Nad Małopolskę nadciągnął burzowy front. Najgorsza sytuacja jest w powiatach nowotarskim i tatrzańskim, gdzie lokalne jednostki straży pożarnej interweniowały już kilkadziesiąt razy.
W gminie Czarny Dunajec (powiat nowotarski) mieszkańcy mówią o litrach wody na ulicach. "Masakra, nigdy czegoś takiego nie widziałam. Wystarczyła chwila, aby woda zamieniała się na ulicach w rzekę, która porywa wszystsko" - pisze jedna z internautek.
Przypomnijmy IMGW wydało ostrzeżenie, przed burzami z gradem II stopnia dla powiatów: tatrzańskiego, nowotarskiego, Krakowa, miechowskiego, olkuskiego, chrzanowskiego, wadowickiego, oświęcimskiego, limanowskiego, suskiego, myślenickiego, wielickiego, bocheńskiego, krakowskiego i proszowickiego.
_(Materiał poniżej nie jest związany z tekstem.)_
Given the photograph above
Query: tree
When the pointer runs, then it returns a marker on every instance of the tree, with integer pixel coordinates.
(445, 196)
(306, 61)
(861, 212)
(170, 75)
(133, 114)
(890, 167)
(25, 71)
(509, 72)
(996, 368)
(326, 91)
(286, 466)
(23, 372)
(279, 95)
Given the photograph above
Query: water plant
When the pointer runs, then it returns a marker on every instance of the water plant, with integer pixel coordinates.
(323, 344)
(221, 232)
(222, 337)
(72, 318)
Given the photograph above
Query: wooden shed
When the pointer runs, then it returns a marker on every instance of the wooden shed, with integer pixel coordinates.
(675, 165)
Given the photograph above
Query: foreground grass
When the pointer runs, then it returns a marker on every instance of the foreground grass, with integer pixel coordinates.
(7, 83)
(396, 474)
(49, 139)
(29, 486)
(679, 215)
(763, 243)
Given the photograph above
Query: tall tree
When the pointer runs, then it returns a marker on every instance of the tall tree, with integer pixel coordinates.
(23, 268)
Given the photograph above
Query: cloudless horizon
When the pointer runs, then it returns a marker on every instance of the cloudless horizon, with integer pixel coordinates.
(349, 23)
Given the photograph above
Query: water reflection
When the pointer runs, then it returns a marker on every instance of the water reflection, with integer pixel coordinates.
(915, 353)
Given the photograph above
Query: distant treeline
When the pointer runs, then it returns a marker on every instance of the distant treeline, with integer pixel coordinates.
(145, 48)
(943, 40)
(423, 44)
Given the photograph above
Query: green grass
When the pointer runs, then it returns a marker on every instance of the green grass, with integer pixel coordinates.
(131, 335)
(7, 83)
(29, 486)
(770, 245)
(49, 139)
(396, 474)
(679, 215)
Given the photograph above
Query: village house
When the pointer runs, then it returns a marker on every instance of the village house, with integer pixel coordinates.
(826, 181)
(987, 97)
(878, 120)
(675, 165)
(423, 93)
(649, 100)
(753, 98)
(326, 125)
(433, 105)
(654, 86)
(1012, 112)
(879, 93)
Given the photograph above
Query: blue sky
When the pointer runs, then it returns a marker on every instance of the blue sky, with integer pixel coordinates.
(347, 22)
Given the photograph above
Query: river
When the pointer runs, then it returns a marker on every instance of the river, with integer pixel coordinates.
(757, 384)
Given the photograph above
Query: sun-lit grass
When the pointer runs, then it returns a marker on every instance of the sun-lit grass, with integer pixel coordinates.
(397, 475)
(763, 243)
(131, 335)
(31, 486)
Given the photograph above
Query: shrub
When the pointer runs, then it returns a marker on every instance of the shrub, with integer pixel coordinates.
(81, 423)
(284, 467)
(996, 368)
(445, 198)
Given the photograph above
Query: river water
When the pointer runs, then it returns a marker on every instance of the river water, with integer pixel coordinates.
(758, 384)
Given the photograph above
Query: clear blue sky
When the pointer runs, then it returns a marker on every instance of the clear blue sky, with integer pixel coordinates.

"Intensywnych wyładowań spodziewać się można w powiatach nowotarskim i tatrzańskim. - Znad Tatr Zachodnich na północny wschód przemieszcza się burza, której towarzyszy ulewny deszcz (sięgający nawet 25-30 mm) oraz grad. W kolejnych godzinach na tym obszarze będzie dochodzić do coraz intensywniejszego rozwoju burz" - pisało w komunikacie IMGW.
Na Podhalu wciąż pracują służby, które pomagają w usuwaniu strat wywołanych przez burzę.